Joop GmbH im Strudel von Wünsche [Links ins WWW] [Aktueller Aktienkurs]
Steuerbescheid über 36 Millionen Euro macht Verkauf nahezu unmöglich
Von Gisela Reiners
Hamburg - Die Mitarbeiter der Joop GmbH und die Lizenznehmer befürchten die Insolvenz der Modefirma. Von der Hand zu weisen ist die Befürchtung nicht, dass die vom Modeschöpfer Wolfgang Joop gegründete Firma in den Strudel ihrer Muttergesellschaft gerät. Die Joop GmbH gehört zu 100 Prozent dem Hamburger Textilkonzern Wünsche AG, der vor ein paar Tagen zum zweiten Mal Insolvenz angemeldet hat. Wünsche hatte beim Kauf 1998 für das Modeunternehmen rund 77 Mio. Euro gezahlt, die BHF-Bank in Frankfurt gab fast 41 Mio. Euro Kredit und erhielt dafür die Pfandrechte. Nach dem ersten Insolvenzantrag für die Wünsche AG vor Weihnachten 2001 hatte die Handels- und Finanzholding MPC ein Sanierungskonzept entworfen, das neben einem Kapitalschnitt die Übernahme von zwei Handelshäusern vorsah sowie den Verkauf der beiden Modemarken, darunter die Joop GmbH.
Das Sanierungskonzept platzte, weil das Finanzamt der Wünsche AG als Holding Ende Februar einen Steuerbescheid über rund 36 Mio. Euro für die Joop GmbH zustellte. Die Steuerschuld sei entstanden durch eine "verdeckte Gewinnausschüttung" in den Jahren 1990/91, hieß es in einer Wünsche-Mitteilung.

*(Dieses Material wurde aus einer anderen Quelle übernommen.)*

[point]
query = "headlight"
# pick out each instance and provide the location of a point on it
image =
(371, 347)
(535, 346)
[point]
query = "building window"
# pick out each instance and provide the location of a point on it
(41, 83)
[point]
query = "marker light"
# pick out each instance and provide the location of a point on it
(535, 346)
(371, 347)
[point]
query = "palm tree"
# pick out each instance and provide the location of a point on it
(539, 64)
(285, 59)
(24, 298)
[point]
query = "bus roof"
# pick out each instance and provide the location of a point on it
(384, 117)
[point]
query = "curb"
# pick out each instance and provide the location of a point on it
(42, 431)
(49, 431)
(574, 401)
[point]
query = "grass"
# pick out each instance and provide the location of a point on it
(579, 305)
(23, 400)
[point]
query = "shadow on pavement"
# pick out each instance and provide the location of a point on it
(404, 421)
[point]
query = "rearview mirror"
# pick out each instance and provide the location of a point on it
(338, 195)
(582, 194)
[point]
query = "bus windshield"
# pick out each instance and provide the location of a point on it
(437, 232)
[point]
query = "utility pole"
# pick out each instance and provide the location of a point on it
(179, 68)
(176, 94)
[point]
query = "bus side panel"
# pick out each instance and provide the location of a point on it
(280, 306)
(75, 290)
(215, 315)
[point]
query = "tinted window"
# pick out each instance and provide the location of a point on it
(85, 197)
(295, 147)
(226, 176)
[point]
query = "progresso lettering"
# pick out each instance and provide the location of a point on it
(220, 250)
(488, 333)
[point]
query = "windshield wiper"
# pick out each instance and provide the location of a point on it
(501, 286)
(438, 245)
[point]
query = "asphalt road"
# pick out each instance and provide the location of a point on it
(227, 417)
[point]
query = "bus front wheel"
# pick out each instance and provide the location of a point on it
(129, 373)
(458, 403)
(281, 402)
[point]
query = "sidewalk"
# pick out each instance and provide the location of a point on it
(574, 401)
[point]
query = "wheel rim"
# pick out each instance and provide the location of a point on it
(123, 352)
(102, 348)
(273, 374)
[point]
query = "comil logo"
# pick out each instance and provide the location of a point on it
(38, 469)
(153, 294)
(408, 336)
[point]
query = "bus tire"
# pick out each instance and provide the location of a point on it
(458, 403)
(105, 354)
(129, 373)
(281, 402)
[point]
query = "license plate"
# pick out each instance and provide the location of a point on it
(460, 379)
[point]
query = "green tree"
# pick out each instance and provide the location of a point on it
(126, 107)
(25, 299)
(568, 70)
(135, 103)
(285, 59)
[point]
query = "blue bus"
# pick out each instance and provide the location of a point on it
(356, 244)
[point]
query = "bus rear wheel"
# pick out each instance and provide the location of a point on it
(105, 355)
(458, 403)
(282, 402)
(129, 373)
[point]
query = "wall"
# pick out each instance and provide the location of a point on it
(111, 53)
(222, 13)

Damals gehörte die Joop GmbH noch zu 50 Prozent dem Kosmetikmanager Herbert Frommen und seiner Familie, zu 40 Prozent dem Designer Wolfgang Joop sowie dem Hamburger Wirtschaftsanwalt Philip Buse.
"Unsere Anwälte sind zu der Auffassung gekommen, dass es sich nicht um eine verdeckte Gewinnausschüttung gehandelt hat", sagte Joops Vertrauter Edwin Lemberg dieser Zeitung. Ob sich das Finanzamt dieser Auffassung anschließt, bleibt abzuwarten. Möglicherweise muss prozessiert werden. Unter anderem war diese Rechtsunsicherheit ein Grund für den Ausstieg der MPC-Holding aus dem Rettungsplan für Wünsche.
Je länger sich dieser Zustand hinzieht, desto schwieriger wird es für die BHF-Bank, die Joop GmbH zu verkaufen. Dem Vernehmen nach haben die Gebrüder Holy (Boss, Windsor) und der Luxusmarkenkonzern Egana-Goldpfeil aus Hongkong ihre Interessen gebündelt und treten gemeinsam als Kaufinteressent auf. Das Kaufgebot soll allerdings die geforderte Steuerschuld bereits unterschreiten. Die Joop GmbH ist 2001 tief in die roten Zahlen gerutscht. Der Außenumsatz sank von 266 auf 230 Mio. Euro, die Lizenzeinnahme von rund 22 auf 20,5 Mio. Euro. "Die Marke birgt aber ein großes Potenzial und könnte 2002 schwarze Zahlen schreiben", sagt ein Branchenkenner. "Es müssen nur die Steuerfrage geklärt und ein paar Entscheidungen getroffen werden. Mit dem Damoklesschwert Steuer über sich will aber niemand die Joop GmbH übernehmen."
Am besten wäre nach Ansicht des Insiders die Stellung von Sicherheiten durch die Altgesellschafter. Dann könne die GmbH verkauft und nötigenfalls ein Prozess um die Steuerschuld geführt werden. Strenge das Finanzamt einen Prozess an, müsse Wünsche möglicherweise in Vorlage für die Joop GmbH treten. Da sie keine Mittel habe, müsste die BHF-Bank einspringen. Sei diese nicht bereit, bliebe der Gang zum Insolvenzgericht mit der Zerfledderung der GmbH in ihre Einzelteile als Folge. Das wiederum würde auch den Modeschöpfer treffen, denn der prozessiert noch mit der Joop GmbH um die von ihm als Unrecht empfundene Kündigung seines Designervertrags. Dabei geht es um rund fünf Mio. Euro. Nun hoffen rund 100 GmbH-Mitarbeiter ebenso wie knapp 20 Lizenznehmer darauf, dass es der Bank gelinget, bald eine tragfähige Lösung zu finden. "Sonst nehmen Image und Marke noch mehr Schaden."